Almost every progressive step in crypto in the past two years has been about unlocking capital efficiency on some level.

  • Uniswap v2 → Uniswap v3

  • Liquidity bonds offer more robust liquidity for illiquid tokens

  • Rari’s permissionless pools collateralized at about 100% vs overcollateralized elsewhere

  • Goldfinch/maple’s attempt at undercollateralized loans

  • Perps on chain moving from the Synthetix model to DyDx to GMX etc.

Where does all of this connect with treasury management, though? Treasury management is an underrecognized problem in the DeFi landscape, and few have tried to solve it. It is well-known that almost all protocol treasuries primarily comprise the protocol’s native token. This makeup of a treasury also leads to value erosion of the treasury in case of downturns, and sometimes this can also mean the project's death. One of the most significant raises in 2021 was by Fei Protocol which raised about 1.3B $ in its genesis event. While it might have been marred with some issues early on, the DAO treasury was never managed to its fullest and was left to the mercy of the market and was in a constant downturn ever since the Crypto top in Nov 2021.

Fei also merged with Rari Capital, a lending protocol to synergize the stablecoin offering with lending to increase their capital base and make it more efficient. Rari got hacked in April and exploited by a reentrancy attack in April for 80M. Fei’s treasury was ultimately insufficient to repay the entirety and make the people who lost the money whole. The Rari hack was also a reason for Babylon finance, another protocol, to shut down. Fei Protocol ultimately winded down its operations around September 2022.

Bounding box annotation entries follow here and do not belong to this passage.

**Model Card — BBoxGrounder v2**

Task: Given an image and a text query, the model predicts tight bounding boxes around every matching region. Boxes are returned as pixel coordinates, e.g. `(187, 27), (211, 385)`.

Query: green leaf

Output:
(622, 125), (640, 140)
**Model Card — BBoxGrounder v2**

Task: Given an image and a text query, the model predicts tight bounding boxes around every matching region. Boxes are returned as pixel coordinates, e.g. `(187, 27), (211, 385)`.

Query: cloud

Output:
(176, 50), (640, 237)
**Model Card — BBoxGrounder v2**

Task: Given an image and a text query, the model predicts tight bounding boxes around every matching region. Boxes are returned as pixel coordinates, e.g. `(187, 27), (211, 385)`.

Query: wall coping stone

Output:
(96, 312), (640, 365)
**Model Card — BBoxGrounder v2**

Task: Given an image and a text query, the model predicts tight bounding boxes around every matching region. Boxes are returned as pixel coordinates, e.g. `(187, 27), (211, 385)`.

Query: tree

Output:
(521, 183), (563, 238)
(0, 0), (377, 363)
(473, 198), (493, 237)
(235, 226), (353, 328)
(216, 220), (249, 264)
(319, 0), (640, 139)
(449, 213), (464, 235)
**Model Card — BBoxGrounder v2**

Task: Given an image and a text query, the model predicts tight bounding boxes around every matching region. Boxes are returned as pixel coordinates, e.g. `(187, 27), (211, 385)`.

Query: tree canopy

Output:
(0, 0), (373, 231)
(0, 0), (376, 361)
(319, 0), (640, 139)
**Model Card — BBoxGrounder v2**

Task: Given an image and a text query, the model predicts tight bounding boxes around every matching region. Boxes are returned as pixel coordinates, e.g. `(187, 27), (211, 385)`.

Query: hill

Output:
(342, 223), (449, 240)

DeFi protocols, in rare events, do not have a backstop to protect themselves or their users or ensure the sustenance of a project. Defi protocols are not FDIC insured, which in the case of TradFi banks, gives some relief and acts as a trust mechanism for depositors in case of some rare event that takes the bank under and the users are made whole to an extent. A common practice in the case of Centralized Exchanges in crypto is to keep insurance funds from their fees and otherwise, which is utilized in the case of hacks or other extreme events, like the Binance SAFU fund, something similar is also maintained by BitMEX; Deribit etc. Deribit, in a recent hack, covered losses using its company reserves. This does not include rare events of liquidity cascades and rapid drawdowns of assets, which sometimes leave these protocols with bad debt.

DeFi Treasury management is challenging since many treasuries are filled with native tokens from the projects. A lot of pushback occurs whenever there are mentions of treasury swaps to secure stablecoin for operations or other required operations—for example, the Love-001 Maker DAO Proposal, the Sushi DAO proposal for a strategic raise etc.

Although in the past year, a variety of protocols have slowly started garnering attention and gaining traction, they have not achieved sustained high volume usage and barely pass a few basis points of the total asset value that they cover (e.g., you would imagine that a successful options protocol would at least have a few billion dollars worth of eth If it were successful). This usage of products differs from traditional finance because corporations tend to hedge products they offer using derivatives, options or other exotic products. Hence, this leads to the products having some continued usage (which is non-speculative).

Total Treasury Value - DeepDao.io
Total Treasury Value - DeepDao.io
Top 10 Treasuries on 3rd November - DeepDao.io
Top 10 Treasuries on 3rd November - DeepDao.io

DAOs and Allocation Problems

So the institution of scale that exists on-chain for utilizing these protocols are Decentralized Autonomous Organizations (DAOs). DAOs are not profit-maximizing entities but might instead have a variety of objectives they might want to look at or achieve. In that case, they are similar to entities with some goals and hand over the money to “professional” services that manage these funds, like venture funds or hedge funds.

DAO funds need to be managed for a variety of reasons:

  • The DAO treasury might want to maintain an insurance fund to cover the shortfall from their liabilities. In this case, the DAO has to ensure that the insurance fund’s assets are worth more than the liabilities.

  • The DAO treasury might want to secure the “runway” of the protocol, thus ensuring continued research and development.

Unlike Traditional ways of adherence to terms secured by the law, on-chain DAOs have to resort to smart-contract calls through governance proposals to do anything that involves their treasury. For example, if Uniswap wished to convert some of its treasury in UNI to USDT/DAI/USDC today, it would first launch a proposal and then access the funds. This ultimately makes you think that liquid funds are essential for an ideal and suitable allocation protocol (in case the protocol needs to remove the funds in case of rare events immediately), and the interaction required to deposit or withdraw should be kept at one smart-contract call each.

So let’s think about this for a second. We have DAOs who have treasuries that could be optimized better, and we have DAO stakeholders, i.e. token holders who hold the protocol token and might be opposed to any sale of assets since that erodes their value. We may have analysts and speculators who could be outsiders or funds invested in the protocol who think the DAO treasury can be managed better, thus managing protocol risk and ensuring the project’s existence. We have multiple parties whose incentives need to be aligned.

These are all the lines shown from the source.